À la base, l’augmentation de la rémunération de dirigeants est une décision d’affaires appartenant aux entreprises (plus précisément aux conseils d’administration (CA)) qui n’est pas critiquable en soi. Après tout —et c’est l’argument souvent mis de l’avant—, la rareté des compétences et les enjeux attachés à la qualité d’une direction peuvent justifier une forte rémunération. La volonté d’attirer les meilleurs et la concurrence entre entreprises amènent ces dernières à jouer le jeu du marché en proposant des rémunérations attractives. Cet argument est assurément vrai, mais il cache une réalité que les entreprises et leurs dirigeants ne sauraient ignorer.

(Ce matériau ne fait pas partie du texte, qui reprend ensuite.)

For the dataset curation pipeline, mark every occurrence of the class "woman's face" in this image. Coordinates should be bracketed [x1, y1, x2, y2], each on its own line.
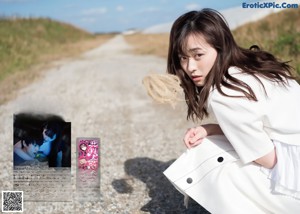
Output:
[80, 143, 87, 151]
[179, 34, 217, 86]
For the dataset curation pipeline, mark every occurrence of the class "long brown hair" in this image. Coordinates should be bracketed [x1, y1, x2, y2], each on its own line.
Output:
[167, 8, 294, 121]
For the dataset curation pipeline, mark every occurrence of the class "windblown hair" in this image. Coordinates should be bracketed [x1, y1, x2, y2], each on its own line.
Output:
[167, 8, 294, 121]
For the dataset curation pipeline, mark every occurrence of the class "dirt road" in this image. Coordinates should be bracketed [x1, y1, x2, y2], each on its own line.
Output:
[0, 35, 209, 213]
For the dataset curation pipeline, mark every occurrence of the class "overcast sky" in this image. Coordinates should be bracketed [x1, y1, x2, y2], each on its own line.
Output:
[0, 0, 264, 33]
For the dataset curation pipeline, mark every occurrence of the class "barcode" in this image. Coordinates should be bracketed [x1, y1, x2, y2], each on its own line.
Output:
[2, 191, 23, 212]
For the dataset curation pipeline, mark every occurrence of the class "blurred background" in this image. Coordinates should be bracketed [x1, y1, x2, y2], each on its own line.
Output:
[0, 0, 299, 105]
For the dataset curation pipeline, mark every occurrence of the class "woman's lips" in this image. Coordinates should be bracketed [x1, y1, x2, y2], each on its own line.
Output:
[192, 75, 203, 81]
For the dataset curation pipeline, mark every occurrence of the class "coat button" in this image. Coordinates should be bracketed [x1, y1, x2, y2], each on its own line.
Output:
[186, 177, 193, 184]
[217, 157, 224, 162]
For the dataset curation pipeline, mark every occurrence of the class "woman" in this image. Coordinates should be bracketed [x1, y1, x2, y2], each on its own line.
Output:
[164, 8, 300, 213]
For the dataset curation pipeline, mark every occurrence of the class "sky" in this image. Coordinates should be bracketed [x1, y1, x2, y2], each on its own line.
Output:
[0, 0, 256, 33]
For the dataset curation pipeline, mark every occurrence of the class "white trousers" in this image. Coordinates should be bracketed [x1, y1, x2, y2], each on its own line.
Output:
[164, 135, 300, 214]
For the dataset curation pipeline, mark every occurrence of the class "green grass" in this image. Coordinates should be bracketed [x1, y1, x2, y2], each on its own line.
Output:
[232, 8, 300, 80]
[0, 17, 94, 81]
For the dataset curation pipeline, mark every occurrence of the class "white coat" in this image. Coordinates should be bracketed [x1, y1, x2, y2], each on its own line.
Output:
[164, 67, 300, 213]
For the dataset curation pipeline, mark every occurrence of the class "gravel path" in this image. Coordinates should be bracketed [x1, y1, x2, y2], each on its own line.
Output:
[0, 35, 210, 213]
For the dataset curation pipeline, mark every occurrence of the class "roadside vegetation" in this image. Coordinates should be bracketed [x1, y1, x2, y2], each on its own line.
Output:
[0, 17, 114, 104]
[232, 8, 300, 81]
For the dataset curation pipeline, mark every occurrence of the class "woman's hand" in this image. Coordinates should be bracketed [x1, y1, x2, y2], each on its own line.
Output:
[183, 124, 223, 149]
[184, 126, 208, 149]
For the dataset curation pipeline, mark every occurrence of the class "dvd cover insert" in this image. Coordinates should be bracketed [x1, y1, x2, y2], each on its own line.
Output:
[13, 113, 72, 202]
[76, 138, 100, 201]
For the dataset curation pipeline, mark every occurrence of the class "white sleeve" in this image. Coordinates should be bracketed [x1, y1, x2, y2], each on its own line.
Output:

Il faut se demander pourquoi les rémunérations des hauts dirigeants de Bombardier suscitent de telles réactions chez le public et auprès des experts.
À mon sens, la raison en est que les politiques et les niveaux actuels de rémunération des hauts dirigeants reflètent:
- un décalage avec le monde réel;
- des arguments incompréhensibles;
- des règles de gouvernance qui ne dissipent pas la méfiance;
- une obligation morale oubliée;
- une quête immodérée du pouvoir;
- une impuissance terrible des États;
- une négligence grossière des CA.
Eu égard aux enjeux des rémunérations, les entreprises doivent prendre conscience de ces symptômes et participer au traitement du malaise.

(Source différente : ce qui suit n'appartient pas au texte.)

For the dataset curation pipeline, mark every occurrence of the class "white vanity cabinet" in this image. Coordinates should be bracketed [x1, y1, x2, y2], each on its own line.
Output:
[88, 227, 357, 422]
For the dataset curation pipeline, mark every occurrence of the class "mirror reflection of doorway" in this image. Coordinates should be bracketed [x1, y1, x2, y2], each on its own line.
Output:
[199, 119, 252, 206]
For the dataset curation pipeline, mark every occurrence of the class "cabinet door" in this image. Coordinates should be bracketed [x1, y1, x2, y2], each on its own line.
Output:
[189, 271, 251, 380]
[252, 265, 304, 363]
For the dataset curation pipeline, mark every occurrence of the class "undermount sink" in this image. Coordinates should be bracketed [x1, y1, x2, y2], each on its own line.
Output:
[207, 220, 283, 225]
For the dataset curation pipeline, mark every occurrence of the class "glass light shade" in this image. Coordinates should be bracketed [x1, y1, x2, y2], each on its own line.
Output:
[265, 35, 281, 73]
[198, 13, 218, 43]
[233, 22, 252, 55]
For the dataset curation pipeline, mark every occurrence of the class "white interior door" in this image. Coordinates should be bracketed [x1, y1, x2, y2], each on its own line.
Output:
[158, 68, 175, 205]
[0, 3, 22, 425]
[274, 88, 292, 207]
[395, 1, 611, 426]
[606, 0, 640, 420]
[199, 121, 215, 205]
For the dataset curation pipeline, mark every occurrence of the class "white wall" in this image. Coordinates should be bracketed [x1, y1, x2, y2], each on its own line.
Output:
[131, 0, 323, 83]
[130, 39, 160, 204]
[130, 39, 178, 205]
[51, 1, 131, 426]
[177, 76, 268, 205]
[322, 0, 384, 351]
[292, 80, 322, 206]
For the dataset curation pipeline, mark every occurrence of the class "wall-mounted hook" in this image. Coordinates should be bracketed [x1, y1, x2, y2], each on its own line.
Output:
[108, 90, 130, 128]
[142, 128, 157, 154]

1. Un décalage avec le monde réel
Les rémunérations attestent un fossé entre, d’une part, les grandes entreprises et leurs dirigeants et, d’autre part, le reste du monde ─celui des petites entreprises (combien de dirigeants de PME ou de start-up ne se versent pas de rémunération?), des salariés (la rémunération des hauts dirigeants canadiens est 193 fois plus importante que le salaire moyen selon le Centre canadien des politiques alternatives) et de la communauté. Un regard sur les sommes en jeu (aujourd’hui hors de contrôle) suffit à se rendre compte du décalage. Les rémunérations confirment une chose: la grande entreprise semble de plus en plus faire bande à part: exigeant d’être soumise à ses propres règles (codes de bonne conduite…), participant de plus en plus au processus législatif (lobbying), essayant d’échapper par diverses stratégies aux règles de l’État (évasion fiscale…), demandant à être jugée de manière différente (mécanismes de règlement des différends dans les traités internationaux). C’est peut-être ce «bande à part» qui devient tout simplement insupportable…
2. Des arguments incompréhensibles
Depuis que la transparence dans le domaine des rémunérations est devenue la norme, les informations circulent aisément, entre autres sur les justifications des montants octroyés. L’argument abondamment utilisé est économique et se réfère à la nécessité d’attirer les meilleurs et de les payer à leur juste compétence. Toutefois, quelle compétence mérite sérieusement un salaire à 7 ou 8 chiffres? Le lien souvent invoqué entre rémunération et performance est sérieusement critiqué3, en même temps que la notion de performance elle-même est contestée (performance financière? sociale?). Un vrai marché des dirigeants existe-t-il réellement? L’incompréhension grandit davantage dans la mesure où rien (même pas une crise économico-financière!) ni personne (État, lorsque ce dernier a légiféré comme les États-Unis ou la France; organisation internationale; actionnaires…) ne semble enrayer la tendance inflationniste des rémunérations4.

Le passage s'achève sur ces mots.